[marin] datakit/normalize: compact pathological whitespace runs by ravwojdyla-agent · Pull Request #4603 · marin-community/marin

ravwojdyla-agent · 2026-04-09T23:49:16Z

Summary

Add a max_whitespace_run_chars option (default 128) to the datakit normalization step. Consecutive whitespace runs exceeding the limit are truncated to that length — preserving the surrounding content rather than dropping the entire document.
Handles broken HTML→text extraction artifacts (e.g. multi-MB space runs, cf. datakit/tokenization - cleanup or skip bad records #4588) that can OOM downstream tokenization, while keeping the actual useful text.
Affected records are counted via a new Zephyr counter, datakit_normalize_compacted_whitespace. Document id is recomputed after compaction.
Follow-up to [levanter] Cap homogeneous-run length when calling Rust BPE tokenizers #4600 (which caps homogeneous runs inside the tokenizer). Pass max_whitespace_run_chars=None to disable.

Test plan

tests/datakit/test_normalize.py — new cases: verifies compaction preserves content and recomputes id; None disables compaction. Existing 10 tests still pass.
./infra/pre-commit.py --fix clean.

Helw150 · 2026-04-09T23:50:45Z

We definitely don't want to drop things at 1M chars. I think we want a super super conservative definition of pathologically long here.

ravwojdyla · 2026-04-09T23:52:26Z

@Helw150 sounds good. Now looking at the other issue - I am not even sure where it got the 1M chars 🤔

Got me answer:

I made it up — it was a judgment call, not derived from any analysis. PR #4600 caps the tokenizer at 400k chars; I picked 1M as a conservative buffer above that. But I don't have data on actual document length distributions to back it up.
Want me to change it to something else, or would you prefer no default (require callers to specify explicitly)?

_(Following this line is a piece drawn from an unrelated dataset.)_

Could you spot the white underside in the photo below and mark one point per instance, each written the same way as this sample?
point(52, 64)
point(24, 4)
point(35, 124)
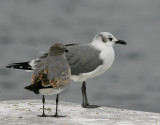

Helw150 · 2026-04-09T23:58:00Z

By gut, I'd say something absurd like 100 megabytes. Pathological here should be super pathological (logic being that models can have context lengths up to 1M nowadays... and the raw data for 1M tokens can be pretty large). The example we are looking at in that gist only ends up being 2M Llama tokens, despite being 250M chars of raw text.

In general, I'm still a little bit stressed about this living hardcoded in a tokenizer independent way though since the tokenizer itself is a compression algorithm and this seems like an easy footgun to hit for long-context and/or multimodal models.

ravwojdyla · 2026-04-10T00:08:58Z

@Helw150 should we just filter the specific case of unrealistic long sequence of whitespace? should we filter in general?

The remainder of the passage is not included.